To wrap up, once you start paying attention to these things, you start noticing some trends.
A lot of low budget franchises just go with a “let’s get over with it” OP and throw the usual tropes into a huge salad of j-pop and characters running, birds flying, characters turning their heads, cherry blossoms and tears, lots of tears.
There are also some “we wanted to do something nice but didn’t have the budget nor time” such as Sora no Woto and Gunslinger Girl which have great music and the mood really fits the franchise but animation is lacking or uninteresting.
Finally, sometimes you find OPs/EDs that truly excel and are later easily recognized by those who watched it through simple screenshots or lyrics. All of Aria’s openings, Clannad’s Dango , S&W Tabi no Tochuu, ef: Melodies, KareKano, Kannagi, Toradora’s Silky Heart, Nichijou, Carnival Phantasm’s KIMI TO, Bokurano’s Uninstall, DATABASE, JIBUN WOO, Hare Hare Yukai, and even though it’s a KEY opening, Angel Beats! is so phenomenal it’s literally one huge spoiler without people even realizing it.

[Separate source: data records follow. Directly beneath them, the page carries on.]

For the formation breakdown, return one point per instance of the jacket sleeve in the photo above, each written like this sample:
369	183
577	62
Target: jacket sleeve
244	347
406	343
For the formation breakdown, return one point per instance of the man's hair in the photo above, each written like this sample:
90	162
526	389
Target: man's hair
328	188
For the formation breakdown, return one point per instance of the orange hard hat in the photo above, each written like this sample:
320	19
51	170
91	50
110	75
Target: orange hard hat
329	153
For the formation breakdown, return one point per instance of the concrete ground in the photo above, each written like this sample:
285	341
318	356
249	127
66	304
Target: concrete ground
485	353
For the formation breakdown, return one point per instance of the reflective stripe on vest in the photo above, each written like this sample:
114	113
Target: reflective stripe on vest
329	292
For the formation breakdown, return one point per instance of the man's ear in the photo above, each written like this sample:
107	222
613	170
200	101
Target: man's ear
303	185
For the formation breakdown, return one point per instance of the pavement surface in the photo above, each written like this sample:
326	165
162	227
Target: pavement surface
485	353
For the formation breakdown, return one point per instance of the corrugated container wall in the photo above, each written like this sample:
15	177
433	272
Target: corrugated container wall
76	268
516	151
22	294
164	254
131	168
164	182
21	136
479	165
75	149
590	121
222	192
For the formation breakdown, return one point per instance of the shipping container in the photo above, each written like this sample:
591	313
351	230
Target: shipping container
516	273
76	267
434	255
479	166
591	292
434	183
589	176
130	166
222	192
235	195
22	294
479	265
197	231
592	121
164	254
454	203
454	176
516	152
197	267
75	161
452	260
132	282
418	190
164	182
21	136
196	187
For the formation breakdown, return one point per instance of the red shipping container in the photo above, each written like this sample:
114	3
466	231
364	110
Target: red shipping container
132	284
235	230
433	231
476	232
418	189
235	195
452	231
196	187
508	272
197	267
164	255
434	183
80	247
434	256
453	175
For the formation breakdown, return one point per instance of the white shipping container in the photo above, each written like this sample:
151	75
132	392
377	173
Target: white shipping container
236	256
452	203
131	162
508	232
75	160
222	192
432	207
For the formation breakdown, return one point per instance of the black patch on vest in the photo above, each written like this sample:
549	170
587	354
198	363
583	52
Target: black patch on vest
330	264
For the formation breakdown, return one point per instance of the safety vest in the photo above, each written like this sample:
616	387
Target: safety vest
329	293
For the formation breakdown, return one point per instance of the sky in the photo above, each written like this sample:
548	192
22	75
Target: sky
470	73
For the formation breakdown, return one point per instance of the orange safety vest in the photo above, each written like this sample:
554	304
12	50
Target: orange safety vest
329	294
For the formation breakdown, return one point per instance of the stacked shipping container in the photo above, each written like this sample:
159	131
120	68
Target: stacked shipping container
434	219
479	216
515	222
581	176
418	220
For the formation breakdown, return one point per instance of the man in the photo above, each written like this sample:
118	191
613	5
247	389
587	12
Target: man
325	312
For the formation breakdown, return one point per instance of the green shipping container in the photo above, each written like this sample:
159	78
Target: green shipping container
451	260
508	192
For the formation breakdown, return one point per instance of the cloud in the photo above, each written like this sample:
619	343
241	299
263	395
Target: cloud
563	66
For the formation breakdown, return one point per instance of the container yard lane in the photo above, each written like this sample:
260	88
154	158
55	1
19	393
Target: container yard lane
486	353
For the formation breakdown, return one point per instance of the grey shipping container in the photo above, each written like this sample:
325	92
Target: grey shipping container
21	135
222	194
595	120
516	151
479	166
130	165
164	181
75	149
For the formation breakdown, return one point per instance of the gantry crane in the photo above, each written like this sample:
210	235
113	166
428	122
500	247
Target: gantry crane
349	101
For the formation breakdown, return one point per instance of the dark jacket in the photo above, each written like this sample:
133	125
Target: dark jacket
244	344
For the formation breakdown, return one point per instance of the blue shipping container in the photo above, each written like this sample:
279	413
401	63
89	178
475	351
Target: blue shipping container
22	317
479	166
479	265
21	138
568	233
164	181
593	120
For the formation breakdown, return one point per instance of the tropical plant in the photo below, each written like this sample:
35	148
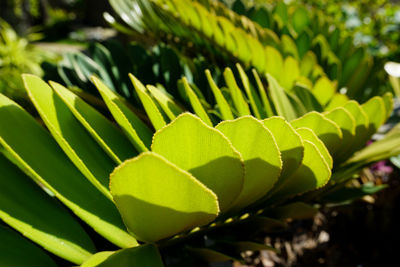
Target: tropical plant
177	181
17	56
271	43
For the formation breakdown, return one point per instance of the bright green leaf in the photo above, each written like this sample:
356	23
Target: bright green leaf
204	152
157	199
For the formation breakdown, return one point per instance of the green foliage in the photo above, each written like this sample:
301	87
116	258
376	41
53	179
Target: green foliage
194	175
17	56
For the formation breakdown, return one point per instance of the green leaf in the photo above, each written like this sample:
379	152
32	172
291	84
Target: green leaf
338	100
347	124
149	106
166	102
219	98
328	131
280	100
307	98
144	255
289	143
376	113
137	132
79	146
204	152
31	146
313	173
290	73
237	96
28	209
324	90
195	102
101	129
263	94
261	156
309	135
362	123
388	101
300	19
289	47
273	62
385	148
251	94
149	190
17	251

[1] – Definition by GoAnimate:
[2] – A mondegreen is a mishearing or misinterpretation of a phrase as a result of near-homophony, in a way that gives it a new meaning.
[3] – Since I brought it up, some great examples of series that used foreign lyrics/performances in anime songs:
Dantalian no Shoka’s OP Cras numquam scire is in Latin, like Lilium from Elfen Lied;
Gunslinger Girl ED Dopo Il Sogno is Italian;
Umineko’s OP also throws some random Italian into it;
Both OPs to GiTS:SAC are sung by Origa in Russian;
Nodame Cantabile’s Paris-hen ED is in French, like Sora no Woto’s ED theme Servante de feu;
Most insert songs by Athena-senpai in ARIA are in Esperanto, same language of Patema Inverted ending theme;
And likely the best English insert song to this date, Akino’s Genesis of Aquarion.